Formulas

Suppose we are given observations $Y_1, ..., Y_T$, with hidden states $X_1, ..., X_T$. Following (Rabiner, 1989), we use the following notations:

  • let $\pi \in \mathbb{R}^N$ be the initial state distribution $\pi_i = \mathbb{P}(X_1 = i)$
  • let $A_t \in \mathbb{R}^{N \times N}$ be the transition matrix $a_{i,j,t} = \mathbb{P}(X_{t+1}=j | X_t = i)$
  • let $B \in \mathbb{R}^{N \times T}$ be the matrix of statewise observation likelihoods $b_{i,t} = \mathbb{P}(Y_t | X_t = i)$

The conditioning on the known controls $U_{1:T}$ is implicit throughout.

Vanilla forward-backward

Recursion

The forward and backward variables are defined by

\[\begin{align*} \alpha_{i,t} & = \mathbb{P}(Y_{1:t}, X_t=i) \\ \beta_{i,t} & = \mathbb{P}(Y_{t+1:T} | X_t=i) \end{align*}\]

They are initialized with

\[\begin{align*} \alpha_{i,1} & = \pi_i b_{i,1} \\ \beta_{i,T} & = 1 \end{align*}\]

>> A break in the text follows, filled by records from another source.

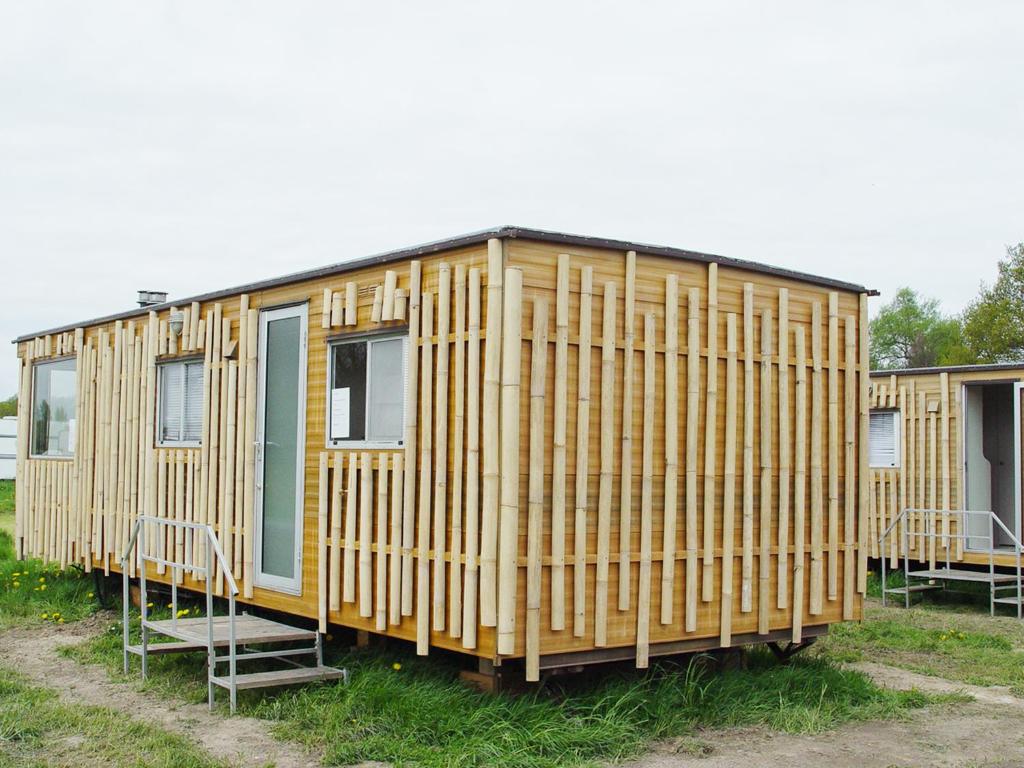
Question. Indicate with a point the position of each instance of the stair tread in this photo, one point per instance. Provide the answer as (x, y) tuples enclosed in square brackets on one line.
[(290, 676)]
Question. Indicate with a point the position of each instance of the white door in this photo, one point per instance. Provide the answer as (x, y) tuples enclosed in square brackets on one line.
[(281, 427)]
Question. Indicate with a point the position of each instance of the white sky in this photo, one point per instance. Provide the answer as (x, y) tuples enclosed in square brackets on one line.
[(193, 145)]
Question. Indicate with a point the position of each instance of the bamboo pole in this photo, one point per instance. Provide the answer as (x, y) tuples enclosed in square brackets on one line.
[(377, 308), (626, 464), (583, 451), (351, 508), (747, 587), (472, 464), (390, 283), (606, 469), (944, 448), (535, 523), (322, 588), (646, 493), (458, 448), (412, 430), (817, 573), (862, 478), (833, 445), (850, 412), (394, 591), (729, 482), (671, 444), (366, 580), (764, 524), (558, 460), (249, 480), (711, 431), (380, 598), (799, 482), (508, 561), (351, 303), (492, 441), (336, 527), (784, 452), (440, 442), (692, 416), (426, 453)]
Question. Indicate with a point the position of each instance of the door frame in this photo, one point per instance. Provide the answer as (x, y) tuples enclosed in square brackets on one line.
[(269, 581)]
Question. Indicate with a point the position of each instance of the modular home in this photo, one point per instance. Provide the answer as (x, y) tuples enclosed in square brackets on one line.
[(516, 444), (945, 440)]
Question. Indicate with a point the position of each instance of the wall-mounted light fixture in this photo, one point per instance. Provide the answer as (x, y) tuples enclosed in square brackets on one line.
[(177, 323)]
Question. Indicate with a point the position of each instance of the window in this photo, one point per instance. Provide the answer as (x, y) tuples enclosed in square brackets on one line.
[(883, 438), (53, 409), (180, 407), (368, 391)]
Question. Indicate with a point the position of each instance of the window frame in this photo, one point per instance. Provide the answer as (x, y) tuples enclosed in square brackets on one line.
[(369, 339), (158, 439), (897, 427), (32, 409)]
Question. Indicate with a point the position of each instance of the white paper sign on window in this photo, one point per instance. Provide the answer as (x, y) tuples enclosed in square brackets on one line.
[(339, 414)]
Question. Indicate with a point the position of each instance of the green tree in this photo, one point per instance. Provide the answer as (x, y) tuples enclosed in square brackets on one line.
[(993, 324), (911, 332)]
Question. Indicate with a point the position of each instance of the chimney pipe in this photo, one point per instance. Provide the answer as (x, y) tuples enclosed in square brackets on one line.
[(152, 298)]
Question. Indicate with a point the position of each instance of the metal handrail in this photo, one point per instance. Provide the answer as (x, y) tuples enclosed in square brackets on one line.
[(214, 554), (929, 517)]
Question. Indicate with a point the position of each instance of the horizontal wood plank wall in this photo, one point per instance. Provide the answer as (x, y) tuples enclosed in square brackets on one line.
[(605, 330), (929, 474)]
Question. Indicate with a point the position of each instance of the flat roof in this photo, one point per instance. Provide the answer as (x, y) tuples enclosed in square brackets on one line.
[(979, 368), (462, 241)]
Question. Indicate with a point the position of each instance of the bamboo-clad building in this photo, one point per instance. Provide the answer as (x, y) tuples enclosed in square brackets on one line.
[(946, 439), (517, 444)]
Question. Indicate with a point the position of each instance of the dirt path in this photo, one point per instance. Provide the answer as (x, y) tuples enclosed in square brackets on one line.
[(988, 731), (245, 741)]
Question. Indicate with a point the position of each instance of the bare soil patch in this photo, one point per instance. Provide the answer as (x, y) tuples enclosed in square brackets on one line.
[(987, 731)]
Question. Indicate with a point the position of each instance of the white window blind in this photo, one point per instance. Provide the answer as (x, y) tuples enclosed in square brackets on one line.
[(367, 399), (180, 401), (883, 438)]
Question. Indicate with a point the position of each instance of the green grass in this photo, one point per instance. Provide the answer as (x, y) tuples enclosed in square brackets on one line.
[(37, 729), (938, 640), (421, 714)]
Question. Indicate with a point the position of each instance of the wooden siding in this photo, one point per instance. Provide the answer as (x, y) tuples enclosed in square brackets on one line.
[(539, 377)]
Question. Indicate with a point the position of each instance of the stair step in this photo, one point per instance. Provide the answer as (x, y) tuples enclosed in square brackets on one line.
[(912, 588), (176, 647), (292, 676)]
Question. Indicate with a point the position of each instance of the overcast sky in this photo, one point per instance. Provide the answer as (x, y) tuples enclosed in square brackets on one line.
[(193, 145)]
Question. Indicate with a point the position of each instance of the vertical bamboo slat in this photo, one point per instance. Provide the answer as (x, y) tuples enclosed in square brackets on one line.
[(729, 482), (671, 443), (583, 451), (440, 442), (535, 523), (508, 562), (469, 617), (626, 464), (492, 440)]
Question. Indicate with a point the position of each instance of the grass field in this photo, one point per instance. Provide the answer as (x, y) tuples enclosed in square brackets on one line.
[(37, 729), (404, 710)]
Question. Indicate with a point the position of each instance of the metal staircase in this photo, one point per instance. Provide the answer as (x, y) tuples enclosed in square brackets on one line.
[(212, 634), (1005, 587)]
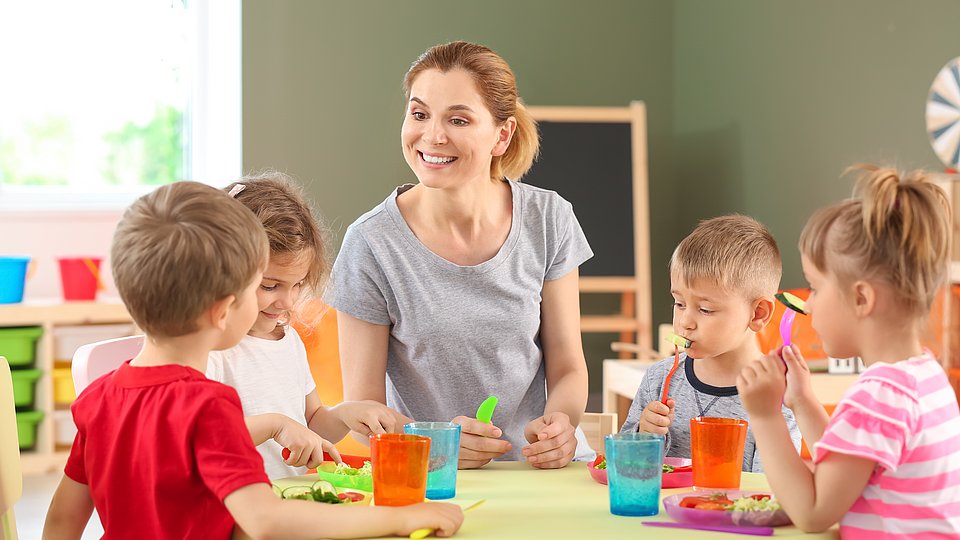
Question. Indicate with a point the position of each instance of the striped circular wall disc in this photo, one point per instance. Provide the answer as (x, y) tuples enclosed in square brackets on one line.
[(943, 114)]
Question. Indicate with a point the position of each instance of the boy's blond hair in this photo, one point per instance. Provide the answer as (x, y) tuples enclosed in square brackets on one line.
[(179, 249), (735, 252)]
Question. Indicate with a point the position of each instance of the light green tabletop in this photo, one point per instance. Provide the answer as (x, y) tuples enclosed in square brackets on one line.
[(526, 503)]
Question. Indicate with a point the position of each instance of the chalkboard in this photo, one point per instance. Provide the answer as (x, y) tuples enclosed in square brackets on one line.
[(596, 158), (590, 165)]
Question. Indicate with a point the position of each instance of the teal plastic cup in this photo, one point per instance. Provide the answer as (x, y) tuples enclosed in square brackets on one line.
[(444, 455), (634, 467)]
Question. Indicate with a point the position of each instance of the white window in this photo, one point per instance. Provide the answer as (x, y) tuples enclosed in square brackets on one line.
[(102, 100)]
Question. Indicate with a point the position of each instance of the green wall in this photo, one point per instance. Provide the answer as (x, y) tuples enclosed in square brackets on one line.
[(774, 99)]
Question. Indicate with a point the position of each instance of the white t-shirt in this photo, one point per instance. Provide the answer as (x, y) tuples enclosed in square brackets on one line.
[(271, 377)]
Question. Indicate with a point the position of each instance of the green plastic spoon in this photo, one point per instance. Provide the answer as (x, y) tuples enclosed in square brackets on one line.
[(485, 411)]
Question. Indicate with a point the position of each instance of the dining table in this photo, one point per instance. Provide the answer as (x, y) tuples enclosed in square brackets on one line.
[(521, 502)]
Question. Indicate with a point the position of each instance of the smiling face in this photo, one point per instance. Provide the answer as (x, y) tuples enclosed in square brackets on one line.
[(715, 320), (448, 134), (278, 292)]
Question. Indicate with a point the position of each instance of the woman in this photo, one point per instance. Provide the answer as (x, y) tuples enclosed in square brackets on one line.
[(465, 285)]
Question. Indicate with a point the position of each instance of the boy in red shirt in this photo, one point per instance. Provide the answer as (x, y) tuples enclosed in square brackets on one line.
[(163, 452)]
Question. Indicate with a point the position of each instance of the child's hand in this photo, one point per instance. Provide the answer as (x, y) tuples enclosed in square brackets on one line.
[(371, 417), (306, 447), (552, 441), (479, 442), (761, 386), (799, 389), (445, 518), (657, 417)]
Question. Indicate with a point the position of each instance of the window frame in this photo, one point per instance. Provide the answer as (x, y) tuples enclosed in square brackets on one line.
[(215, 124)]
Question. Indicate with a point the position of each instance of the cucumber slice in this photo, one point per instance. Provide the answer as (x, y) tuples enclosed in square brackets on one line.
[(678, 340), (485, 411), (792, 301)]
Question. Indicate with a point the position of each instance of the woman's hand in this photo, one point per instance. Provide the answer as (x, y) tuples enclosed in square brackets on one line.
[(370, 417), (479, 443), (306, 447), (552, 439)]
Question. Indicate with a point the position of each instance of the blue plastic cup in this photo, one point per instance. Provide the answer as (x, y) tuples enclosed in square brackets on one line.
[(444, 455), (13, 274), (634, 467)]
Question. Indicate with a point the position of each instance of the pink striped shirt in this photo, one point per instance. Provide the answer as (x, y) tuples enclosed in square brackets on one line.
[(903, 416)]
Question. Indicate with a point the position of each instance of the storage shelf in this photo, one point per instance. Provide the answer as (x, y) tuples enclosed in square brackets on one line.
[(51, 314)]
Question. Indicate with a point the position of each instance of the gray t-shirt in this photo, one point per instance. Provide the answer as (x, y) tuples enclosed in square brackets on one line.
[(460, 333), (695, 398)]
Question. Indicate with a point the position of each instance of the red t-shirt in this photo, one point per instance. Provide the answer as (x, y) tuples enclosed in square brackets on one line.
[(160, 448)]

and satisfy the dynamic programming equations

\[\begin{align*} \alpha_{j,t+1} & = \left(\sum_{i=1}^N \alpha_{i,t} a_{i,j,t}\right) b_{j,t+1} \\ \beta_{i,t} & = \sum_{j=1}^N a_{i,j,t} b_{j,t+1} \beta_{j,t+1} \end{align*}\]

Likelihood

The likelihood of the whole sequence of observations is given by

\[\mathcal{L} = \mathbb{P}(Y_{1:T}) = \sum_{i=1}^N \alpha_{i,T}\]

Marginals

We notice that

\[\begin{align*} \alpha_{i,t} \beta_{i,t} & = \mathbb{P}(Y_{1:T}, X_t=i) \\ \alpha_{i,t} a_{i,j,t} b_{j,t+1} \beta_{j,t+1} & = \mathbb{P}(Y_{1:T}, X_t=i, X_{t+1}=j) \end{align*}\]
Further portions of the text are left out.